When we were on Fire Island earlier this summer, we were sharing a deck with a lovely couple of gents who owned a tiny purebred dog named Millie. Millie was an excitable little pup, always barking at me and Bill, though she saw us six times a day as we passed back and forth to the beach, waving at her daddies -- "Hi there." "Hi there." Every time, Millie would yap at us, and every time she was scolded in a Paul Lynde accent -- "Millers!"
And all summer, when I've been traveling back and forth to the writer's room, clocking in and out with myself in my notebook, I've been imitating them -- 1:00pm: I'm goners! 2:02 pm: I'm backers!

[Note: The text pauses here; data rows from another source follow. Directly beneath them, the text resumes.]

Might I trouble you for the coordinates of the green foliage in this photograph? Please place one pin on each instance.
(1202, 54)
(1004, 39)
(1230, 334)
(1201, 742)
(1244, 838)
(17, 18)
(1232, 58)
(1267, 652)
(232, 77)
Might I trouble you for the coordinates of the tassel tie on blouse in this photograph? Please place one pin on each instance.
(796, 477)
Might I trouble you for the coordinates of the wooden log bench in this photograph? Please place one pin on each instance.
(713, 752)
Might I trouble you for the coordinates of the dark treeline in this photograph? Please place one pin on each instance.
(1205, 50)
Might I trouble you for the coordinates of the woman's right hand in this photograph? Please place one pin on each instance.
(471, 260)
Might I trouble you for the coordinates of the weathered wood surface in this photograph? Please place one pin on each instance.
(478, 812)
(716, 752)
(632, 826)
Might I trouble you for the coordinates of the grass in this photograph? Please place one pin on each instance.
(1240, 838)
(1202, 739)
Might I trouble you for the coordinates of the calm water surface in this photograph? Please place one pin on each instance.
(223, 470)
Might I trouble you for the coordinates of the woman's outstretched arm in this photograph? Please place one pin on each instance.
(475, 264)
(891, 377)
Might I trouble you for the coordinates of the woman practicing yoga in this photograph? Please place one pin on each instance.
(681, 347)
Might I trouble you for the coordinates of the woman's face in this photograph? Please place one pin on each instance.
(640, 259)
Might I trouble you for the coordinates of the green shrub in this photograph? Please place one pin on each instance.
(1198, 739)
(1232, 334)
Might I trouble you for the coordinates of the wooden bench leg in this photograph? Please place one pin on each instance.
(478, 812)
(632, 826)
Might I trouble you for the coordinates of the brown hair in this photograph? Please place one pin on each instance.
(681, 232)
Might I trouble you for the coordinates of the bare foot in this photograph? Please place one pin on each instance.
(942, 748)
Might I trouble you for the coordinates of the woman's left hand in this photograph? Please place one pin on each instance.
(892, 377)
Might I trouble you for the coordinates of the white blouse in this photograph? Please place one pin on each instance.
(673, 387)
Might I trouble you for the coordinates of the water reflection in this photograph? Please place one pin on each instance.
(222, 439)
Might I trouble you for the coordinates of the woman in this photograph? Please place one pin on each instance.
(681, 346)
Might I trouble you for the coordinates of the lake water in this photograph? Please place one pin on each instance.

And today, I got to write, Donners!
And then I barged into the office at my writer's room and asked one of the proprietors to give me a hug. She had to do something to calm me down, or I was going to take a victory lap around the quiet room, smacking the backs of everyone's heads as they sat at their cubicles and hooting. DONNERS!
And okay -- I've started every paragraph of this post with the word "and," which is also a defect of the book, which I will have to correct in the second draft, which was what this paragraph was supposed to be about -- "And okay, I'm not done donners; I still have to do a polish before sending it to my first few readers, and once my editor sends it back to me I'll have to do another draft."
(There! I salvaged the paragraph!)
In any case, the first draft is done. If I'm hit by a bus, you can publish this thing, and I won't roll over in my grave. That's all I care about, really -- whether or not I could still get published if I were hit by a bus.
And, bien sur, poverty and war.
Yay! Poverty and war, hooray! I'm donners!